Home loan balance transfer is the
best way to save on interests. By transferring a home loan to a provider who
offers you a lower rate than your existing provider you can save on your EMIs.
There has been a dip in the home loan interest rates post demonetization. This
happened because a huge amount of cash was deposited in bank accounts across
the country. With this surplus of cash banks could afford to lower their
interest rates by a significant amount, thus making it cheaper for people to
avail of home loans.
Post the demonetization, Home Loan
Interest Rates have gone down by as much as 50 basis
points. This means that those who apply for home loans now will get much better
interest rates than those who have existing home loan. If you’re one of the
people who already have a home loan do not fret, you too can avail of the
benefits of this dip in rates.
How? By opting for a home loan
balance transfer! A home loan balance transfer can help you save a substantial
amount of money if you choose a provider who is offering a much lower rate than
your current provider. It also only makes sense for you to opt for a transfer
if you have a long tenure left to repay your loan.
If you’re considering a home loan
balance transfer in the near future, here are some essential things you should
know about it.
1. Savings is the main reason for transferring home
loans. But make sure that you opt for a Home
Loan Balance Transfer only if the total savings in
interest payout is substantially higher than the cost incurred while
transferring the loan. Usually, the new lender will charge various fees, such
as conversion fee, processing fees and administrative charges during the loan transfer.

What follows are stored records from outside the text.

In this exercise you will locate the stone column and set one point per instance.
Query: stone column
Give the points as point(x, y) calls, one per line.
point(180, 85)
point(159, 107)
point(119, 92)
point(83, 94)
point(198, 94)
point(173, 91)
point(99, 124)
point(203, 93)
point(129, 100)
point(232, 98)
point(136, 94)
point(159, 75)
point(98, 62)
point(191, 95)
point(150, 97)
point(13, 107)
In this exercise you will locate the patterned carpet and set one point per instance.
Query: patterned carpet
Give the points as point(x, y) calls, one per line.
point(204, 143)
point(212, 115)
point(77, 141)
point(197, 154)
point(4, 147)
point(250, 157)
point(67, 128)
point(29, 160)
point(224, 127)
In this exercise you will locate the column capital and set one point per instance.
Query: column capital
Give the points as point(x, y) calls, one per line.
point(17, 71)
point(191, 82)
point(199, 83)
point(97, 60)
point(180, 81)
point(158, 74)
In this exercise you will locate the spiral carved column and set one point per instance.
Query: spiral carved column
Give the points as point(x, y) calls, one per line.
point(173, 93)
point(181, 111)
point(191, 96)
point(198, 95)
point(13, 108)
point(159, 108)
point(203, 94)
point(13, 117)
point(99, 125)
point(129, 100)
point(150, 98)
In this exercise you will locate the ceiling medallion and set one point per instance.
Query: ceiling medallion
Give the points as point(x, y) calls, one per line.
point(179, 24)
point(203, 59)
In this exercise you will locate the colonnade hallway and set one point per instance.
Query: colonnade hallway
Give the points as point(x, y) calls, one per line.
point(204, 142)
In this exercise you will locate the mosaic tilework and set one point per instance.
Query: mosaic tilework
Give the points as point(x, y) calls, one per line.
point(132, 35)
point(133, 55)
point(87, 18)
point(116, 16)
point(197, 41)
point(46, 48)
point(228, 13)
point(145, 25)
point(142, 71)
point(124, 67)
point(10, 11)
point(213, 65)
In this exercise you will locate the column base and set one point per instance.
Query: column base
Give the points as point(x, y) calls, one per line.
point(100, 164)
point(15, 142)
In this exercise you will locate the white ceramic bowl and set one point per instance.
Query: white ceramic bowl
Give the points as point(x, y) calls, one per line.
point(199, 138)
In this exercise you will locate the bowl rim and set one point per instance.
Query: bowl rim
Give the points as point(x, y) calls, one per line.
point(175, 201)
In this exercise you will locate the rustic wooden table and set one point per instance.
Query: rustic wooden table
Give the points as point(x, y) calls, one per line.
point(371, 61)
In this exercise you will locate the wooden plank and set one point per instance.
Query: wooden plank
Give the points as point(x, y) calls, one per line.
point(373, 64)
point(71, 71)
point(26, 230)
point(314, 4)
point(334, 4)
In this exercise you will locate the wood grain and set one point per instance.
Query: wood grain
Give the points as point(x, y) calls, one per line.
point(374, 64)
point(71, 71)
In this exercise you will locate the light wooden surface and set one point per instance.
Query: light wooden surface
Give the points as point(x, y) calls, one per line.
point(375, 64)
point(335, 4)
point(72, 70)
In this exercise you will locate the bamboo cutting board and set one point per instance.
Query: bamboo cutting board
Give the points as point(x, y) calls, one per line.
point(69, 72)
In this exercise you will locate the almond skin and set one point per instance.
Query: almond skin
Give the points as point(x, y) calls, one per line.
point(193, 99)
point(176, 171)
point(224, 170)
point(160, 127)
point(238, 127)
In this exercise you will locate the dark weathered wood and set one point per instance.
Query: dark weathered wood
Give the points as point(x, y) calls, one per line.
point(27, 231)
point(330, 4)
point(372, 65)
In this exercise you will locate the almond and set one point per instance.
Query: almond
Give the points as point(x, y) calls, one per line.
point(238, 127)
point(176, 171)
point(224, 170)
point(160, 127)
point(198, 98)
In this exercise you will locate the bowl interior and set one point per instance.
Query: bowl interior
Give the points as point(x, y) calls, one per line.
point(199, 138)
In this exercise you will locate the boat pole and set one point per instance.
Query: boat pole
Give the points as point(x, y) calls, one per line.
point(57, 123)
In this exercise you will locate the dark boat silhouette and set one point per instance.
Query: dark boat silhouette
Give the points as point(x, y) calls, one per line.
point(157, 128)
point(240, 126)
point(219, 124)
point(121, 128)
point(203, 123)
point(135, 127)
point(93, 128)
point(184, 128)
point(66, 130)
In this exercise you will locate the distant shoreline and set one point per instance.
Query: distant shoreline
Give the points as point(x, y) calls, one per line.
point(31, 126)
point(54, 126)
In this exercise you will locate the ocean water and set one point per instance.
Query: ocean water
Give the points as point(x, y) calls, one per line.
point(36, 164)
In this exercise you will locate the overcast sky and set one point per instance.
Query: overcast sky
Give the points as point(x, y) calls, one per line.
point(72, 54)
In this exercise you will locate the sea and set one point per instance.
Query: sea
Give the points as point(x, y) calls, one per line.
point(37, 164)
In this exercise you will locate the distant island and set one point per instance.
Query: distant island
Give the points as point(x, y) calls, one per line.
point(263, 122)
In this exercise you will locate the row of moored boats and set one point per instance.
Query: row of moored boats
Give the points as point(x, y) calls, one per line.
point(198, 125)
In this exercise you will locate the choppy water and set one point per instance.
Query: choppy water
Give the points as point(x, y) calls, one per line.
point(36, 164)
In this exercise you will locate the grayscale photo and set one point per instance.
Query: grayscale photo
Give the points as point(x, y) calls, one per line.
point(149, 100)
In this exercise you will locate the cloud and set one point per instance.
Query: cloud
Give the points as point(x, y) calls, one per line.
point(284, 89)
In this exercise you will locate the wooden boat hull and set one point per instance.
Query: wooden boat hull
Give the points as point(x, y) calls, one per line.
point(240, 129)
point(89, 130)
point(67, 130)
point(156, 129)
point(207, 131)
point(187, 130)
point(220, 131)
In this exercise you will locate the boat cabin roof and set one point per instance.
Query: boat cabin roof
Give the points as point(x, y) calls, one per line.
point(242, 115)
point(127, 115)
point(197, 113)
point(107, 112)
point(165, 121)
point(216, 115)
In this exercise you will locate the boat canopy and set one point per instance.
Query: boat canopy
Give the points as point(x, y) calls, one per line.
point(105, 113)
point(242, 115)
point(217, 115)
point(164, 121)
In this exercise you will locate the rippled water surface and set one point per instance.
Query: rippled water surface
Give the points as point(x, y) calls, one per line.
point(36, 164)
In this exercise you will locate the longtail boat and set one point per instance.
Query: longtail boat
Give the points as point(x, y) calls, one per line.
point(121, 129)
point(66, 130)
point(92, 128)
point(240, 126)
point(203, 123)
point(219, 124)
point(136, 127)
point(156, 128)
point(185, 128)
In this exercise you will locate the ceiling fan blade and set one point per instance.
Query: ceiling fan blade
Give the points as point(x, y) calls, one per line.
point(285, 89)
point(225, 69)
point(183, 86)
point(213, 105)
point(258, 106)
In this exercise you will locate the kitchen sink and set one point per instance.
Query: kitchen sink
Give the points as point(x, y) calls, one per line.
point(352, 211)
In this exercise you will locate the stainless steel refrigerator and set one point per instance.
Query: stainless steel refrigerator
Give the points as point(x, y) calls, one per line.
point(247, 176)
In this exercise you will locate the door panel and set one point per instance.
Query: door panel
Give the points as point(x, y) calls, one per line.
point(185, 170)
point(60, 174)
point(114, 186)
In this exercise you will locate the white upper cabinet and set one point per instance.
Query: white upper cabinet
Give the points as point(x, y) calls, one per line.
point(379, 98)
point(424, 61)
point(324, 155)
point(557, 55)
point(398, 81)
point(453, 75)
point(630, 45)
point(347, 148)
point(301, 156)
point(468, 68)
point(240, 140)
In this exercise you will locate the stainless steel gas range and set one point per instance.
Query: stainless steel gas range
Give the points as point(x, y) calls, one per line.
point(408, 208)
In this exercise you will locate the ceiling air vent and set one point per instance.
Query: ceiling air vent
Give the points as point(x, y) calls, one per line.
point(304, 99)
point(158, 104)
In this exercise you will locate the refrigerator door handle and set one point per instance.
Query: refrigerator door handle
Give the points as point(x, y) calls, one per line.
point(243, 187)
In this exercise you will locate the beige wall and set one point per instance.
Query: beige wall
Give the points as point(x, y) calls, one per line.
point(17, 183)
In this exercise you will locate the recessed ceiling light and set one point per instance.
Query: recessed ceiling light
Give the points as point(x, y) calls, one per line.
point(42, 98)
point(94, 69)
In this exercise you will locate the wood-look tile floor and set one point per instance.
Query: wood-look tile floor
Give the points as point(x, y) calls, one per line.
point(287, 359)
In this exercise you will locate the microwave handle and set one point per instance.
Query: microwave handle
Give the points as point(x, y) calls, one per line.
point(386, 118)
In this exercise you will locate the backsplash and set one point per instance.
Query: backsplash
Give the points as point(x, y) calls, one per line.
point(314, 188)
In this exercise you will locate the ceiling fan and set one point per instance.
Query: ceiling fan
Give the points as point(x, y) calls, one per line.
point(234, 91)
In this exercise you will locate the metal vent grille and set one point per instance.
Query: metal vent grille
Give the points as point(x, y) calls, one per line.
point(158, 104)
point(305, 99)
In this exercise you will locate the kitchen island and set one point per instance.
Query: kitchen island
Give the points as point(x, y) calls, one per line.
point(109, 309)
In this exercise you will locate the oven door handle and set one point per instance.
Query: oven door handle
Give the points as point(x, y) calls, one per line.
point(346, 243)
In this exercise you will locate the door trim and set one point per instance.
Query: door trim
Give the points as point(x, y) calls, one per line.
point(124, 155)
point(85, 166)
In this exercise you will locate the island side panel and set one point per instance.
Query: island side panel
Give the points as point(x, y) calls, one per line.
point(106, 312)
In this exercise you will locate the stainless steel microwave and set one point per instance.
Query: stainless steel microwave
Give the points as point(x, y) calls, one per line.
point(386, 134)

2. Transferring your home loan to a new lender is
similar to availing a fresh loan, where the new lender will have its own set of
terms and conditions. You can use it to re-set your loan EMI and tenure and top
up as well. Opt for a home loan transfer if your existing lender is not
allowing you to reset the terms and conditions of your loan.
3. Usually banks and
NBFCs provide top up loans to existing borrowers. These are just like personal
loans but their interest rates are lower than a separate personal loan. One may
require a top up in case of funds required for an emergency or in case of a
home loan for renovations. Transfer your loan only if your current provider is
not allowing you a top or if the new provider is offering you a better rate.